HTC has formed a new Studio division to helm its “Hero Device“ strategy for 2012, reporting directly to CEO Peter Chou and comprising design, engineering and software specialists with a relatively blank slate on components. Revealed by chief financial officer Winston Yung during HTC’s financial results call yesterday, Unwired View reports, the Studio could well look beyond the company’s current chipset relationship with Qualcomm, among other changes. Yung had conceded that HTC’s 2011 range fell short, with LTE devices proving oversized and under-performing on battery life.
“From the design point of view, from the choice of components, having a lot more open mind as to what components we use, and using the most appropriate components for the phone. By having a more focused approach to our product strategy, and having the organization behind the product strategy to support it. I think I have told some people when talked about the creation of this Studio, which is a department within HTC that reports directly to Peter [Chou, HTC CEO]. And this group of people comprise the team from design, the team from engineering and etc; working on a cross disciplinary approach, and reporting directly to Peter. It has a lot of focus, is spending a lot of time on the key products that we are going to launch this year” Winston Yung, CFO, HTC
Meanwhile, many of HTC’s other 2011 handsets fell into the “me too” category, failing to distinguish themselves from rival phones from Samsung and Apple. The company was late to the market with dual-core processors, and though the effectiveness of the chips depends greatly on software optimization, on a marketing level it put HTC behind the game when rivals were driving ahead with Tegra 2 and other platforms.

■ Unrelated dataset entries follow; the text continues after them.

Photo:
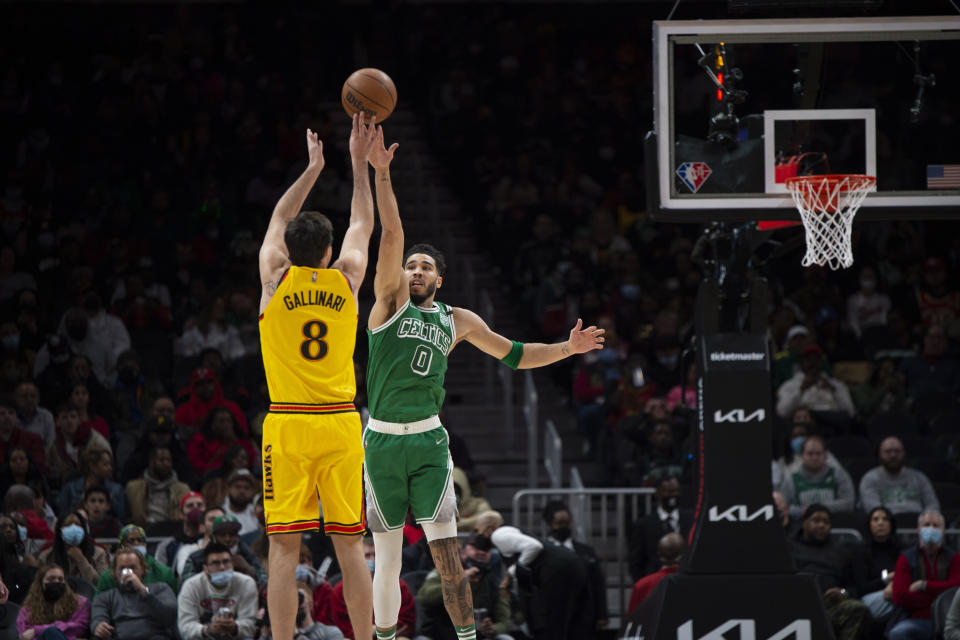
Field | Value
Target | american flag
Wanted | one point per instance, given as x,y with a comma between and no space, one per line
943,176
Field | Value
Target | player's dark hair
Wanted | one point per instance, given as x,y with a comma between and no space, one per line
307,237
431,251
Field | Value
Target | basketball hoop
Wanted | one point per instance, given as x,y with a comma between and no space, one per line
827,207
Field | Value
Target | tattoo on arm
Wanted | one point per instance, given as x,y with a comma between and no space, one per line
457,595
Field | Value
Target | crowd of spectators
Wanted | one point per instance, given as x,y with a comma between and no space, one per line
864,376
138,167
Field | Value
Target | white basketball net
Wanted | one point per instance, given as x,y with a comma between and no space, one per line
827,207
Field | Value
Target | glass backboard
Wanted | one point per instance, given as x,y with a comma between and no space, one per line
741,105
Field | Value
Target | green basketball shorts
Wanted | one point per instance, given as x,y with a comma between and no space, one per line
407,467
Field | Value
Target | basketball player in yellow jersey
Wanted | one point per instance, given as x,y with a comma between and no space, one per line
311,437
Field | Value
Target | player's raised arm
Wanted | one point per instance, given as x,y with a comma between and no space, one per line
390,283
518,355
353,254
274,258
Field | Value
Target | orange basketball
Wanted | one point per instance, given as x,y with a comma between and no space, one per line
371,91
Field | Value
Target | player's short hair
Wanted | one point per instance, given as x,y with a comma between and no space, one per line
307,237
431,251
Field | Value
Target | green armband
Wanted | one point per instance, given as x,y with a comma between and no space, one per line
512,359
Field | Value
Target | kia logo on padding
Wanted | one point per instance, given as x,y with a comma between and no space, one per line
739,415
739,513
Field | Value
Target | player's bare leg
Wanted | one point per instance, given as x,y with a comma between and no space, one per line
457,596
386,582
357,586
282,587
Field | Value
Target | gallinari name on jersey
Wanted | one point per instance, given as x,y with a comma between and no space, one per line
314,298
416,328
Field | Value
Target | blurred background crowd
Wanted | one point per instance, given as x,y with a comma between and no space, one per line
138,167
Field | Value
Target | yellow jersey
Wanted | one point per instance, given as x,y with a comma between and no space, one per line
308,332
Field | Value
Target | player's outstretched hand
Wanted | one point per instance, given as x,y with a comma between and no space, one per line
583,340
380,157
362,137
315,150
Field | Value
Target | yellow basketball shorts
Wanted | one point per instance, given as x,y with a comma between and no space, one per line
312,458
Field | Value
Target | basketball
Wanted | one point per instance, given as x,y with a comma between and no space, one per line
370,91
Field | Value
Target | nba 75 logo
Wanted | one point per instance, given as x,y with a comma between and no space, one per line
694,174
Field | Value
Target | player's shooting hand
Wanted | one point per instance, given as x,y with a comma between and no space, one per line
315,150
583,340
362,137
380,157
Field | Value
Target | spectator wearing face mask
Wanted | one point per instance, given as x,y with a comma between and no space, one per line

“I think from these various perspectives, organization more focused on strategy and having a more open mind on components, choosing the best components, will allow us to regain the edge in products … for most components there are multiple sources. And we actually want to and make sure that we do have multiple sources for a single component. So we have, I think, a very good range of suppliers to choose from on CPU, for example, or memory, for example. And I don’t think we are constrained in any way from a component point of view” Winston Yung, CFO, HTC
That delay was, in part, down to HTC’s commitment to using Qualcomm chipsets, something Yung implies is not necessarily a given for 2012 and beyond. There are multiple options for CPU and the company is not “constrained in any way” the CFO said, seemingly prioritizing timeliness ahead of lasting relationships to turn the next set of devices around.
It’s an approach that’s long overdue. We’ve written before about HTC’s shortcomings in component access and apparent reluctance to capitalize on the areas it has had advantages in, such as cloud services; in the meantime, Samsung has cornered the market in high-end Android devices, and Apple’s tightly-constructed ecosystem has continued to gather pace. We should see the first fruits of HTC’s new thinking at MWC 2012 later this month.